Sunday, September 11, 2011

The Sleeper Awakes, by H. G. Wells

The Sleeper Awakes is one of H. G. Wells’ lesser known science fiction novels, and a rather odd dystopian tale.

In 1897 a man named Graham is having trouble sleeping. When he finally does fall asleep it’s for a very long time indeed. 203 years, in fact. When he awakes he discovers that his long sleep has made him a figure of vast importance.

It’s not just that his own not inconsiderable personal fortune has grown like Topsy. He has been left as heir to the fortune, the very very large fortune, of an engineer named Warming. He has accumulated such vast wealth that he is now in practice the owner of the world. The fact that he was sleeping and was not expected to awake was of course rather convenient for his trustees. The Council that administered his wealth was able to exercise supreme power in his name.

But now, in the year 2100, the Sleeper is awake. And that will have dramatic consequences. It will trigger a revolution.

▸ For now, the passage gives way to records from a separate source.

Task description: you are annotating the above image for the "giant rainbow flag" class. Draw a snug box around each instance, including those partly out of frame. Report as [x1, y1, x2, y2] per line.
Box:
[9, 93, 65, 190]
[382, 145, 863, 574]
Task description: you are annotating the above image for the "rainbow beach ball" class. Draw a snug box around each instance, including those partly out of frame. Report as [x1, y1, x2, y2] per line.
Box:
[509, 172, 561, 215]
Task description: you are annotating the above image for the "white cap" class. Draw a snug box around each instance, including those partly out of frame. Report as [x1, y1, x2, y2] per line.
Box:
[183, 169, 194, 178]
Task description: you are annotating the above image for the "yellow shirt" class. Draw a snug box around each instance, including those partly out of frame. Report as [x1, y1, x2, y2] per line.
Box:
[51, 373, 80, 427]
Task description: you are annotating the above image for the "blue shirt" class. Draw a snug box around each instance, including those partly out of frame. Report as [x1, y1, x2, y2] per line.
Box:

Wells saw the novel as a nightmare vision of the triumph of both capitalism and the city. Wells’ own slightly eccentric socialist views would seem to form the political program of the Sleeper. The Sleeper, who becomes the Master, is not entirely impressed with this future world. And he becomes less and less impressed the more he sees of it. He is also less than happy with those who exercise power in his name, and finally takes the fateful decision to assume direct control, and to complete the revolution.

It’s a decidedly odd book. Graham talks about his democratic ideals but it appears that salvation can only come the actions of one strong individual. Wells seems to have little real faith in the masses. Graham becomes a kind of democratic socialist dictator (something the world would see rather a lot of in the hundred years following the publication of this book).

At the time the book was written no-one had yet been able to build an aircraft that could actually fly but Wells describes aerial battles with considerable vigour and enthusiasm.

It’s a book that’s interesting mostly for the rather confused mishmash of political ideas that it embodies. An oddity, and really of historical interest only. Not to be compared with Wells’ great science fiction novels like The Island of Dr Moreau.